In reality, change in Catholicism typically percolates at the grass roots and is then subject to a long period of theological and spiritual discernment at multiple levels, well before it is ever ratified and assimilated by the hierarchy. The church did not spawn mendicant orders in the 12th and 13th centuries, for example, because a pope decreed that it should be so, but because creative individuals such as St. Dominic and St. Francis saw an emerging need and responded to it. Similarly, the great burst of new teaching and missionary orders in the 19th century was the work of visionary Catholic women and men who seized the initiative, often struggling for most of their lives with recalcitrant superiors and bishops worried about where things might lead.
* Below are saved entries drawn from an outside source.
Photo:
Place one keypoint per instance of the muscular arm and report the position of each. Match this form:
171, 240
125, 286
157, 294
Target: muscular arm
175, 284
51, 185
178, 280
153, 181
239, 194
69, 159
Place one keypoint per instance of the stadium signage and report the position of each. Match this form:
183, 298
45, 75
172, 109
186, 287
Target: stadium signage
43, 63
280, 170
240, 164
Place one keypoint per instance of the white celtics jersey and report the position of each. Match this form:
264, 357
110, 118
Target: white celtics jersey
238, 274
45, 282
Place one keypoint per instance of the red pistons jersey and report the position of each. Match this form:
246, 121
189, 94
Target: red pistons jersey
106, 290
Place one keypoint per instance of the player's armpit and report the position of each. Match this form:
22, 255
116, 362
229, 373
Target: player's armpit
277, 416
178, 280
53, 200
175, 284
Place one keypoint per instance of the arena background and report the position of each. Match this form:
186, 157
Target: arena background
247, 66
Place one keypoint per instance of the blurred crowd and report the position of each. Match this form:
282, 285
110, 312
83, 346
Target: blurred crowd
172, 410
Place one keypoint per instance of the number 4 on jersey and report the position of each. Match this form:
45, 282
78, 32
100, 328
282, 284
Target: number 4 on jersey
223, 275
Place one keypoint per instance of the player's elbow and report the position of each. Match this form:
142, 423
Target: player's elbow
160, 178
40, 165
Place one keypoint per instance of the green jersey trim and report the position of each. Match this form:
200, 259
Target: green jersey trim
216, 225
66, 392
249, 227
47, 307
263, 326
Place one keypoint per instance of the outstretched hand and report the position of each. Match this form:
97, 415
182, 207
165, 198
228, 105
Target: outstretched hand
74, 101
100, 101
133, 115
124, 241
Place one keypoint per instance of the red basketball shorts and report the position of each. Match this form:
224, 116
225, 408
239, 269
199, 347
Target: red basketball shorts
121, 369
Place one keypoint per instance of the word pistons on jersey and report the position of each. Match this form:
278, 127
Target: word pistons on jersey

The plain reality is that if Catholicism is to generate the imagination required to meet the challenges of the trends we’ve surveyed, it is not principally a task for the hierarchy. It should be carried out in communion with the church’s leadership, of course, but it cannot depend upon them. To think otherwise is to succumb to a sort of “purple ecclesiology,” in which the church is reduced to its bishops. Yes, bishops can sometimes abuse their authority, and they can artificially stifle creative energies. Their natural caution sometimes translates into rigidity or closure. Ultimately, however, time and the tides stop for no one, and good ideas will endure whatever their initial reception by the powers that be.

The real question, therefore, is not whether the bishops are up to the challenges of the 21st century. The question is whether the rest of us are.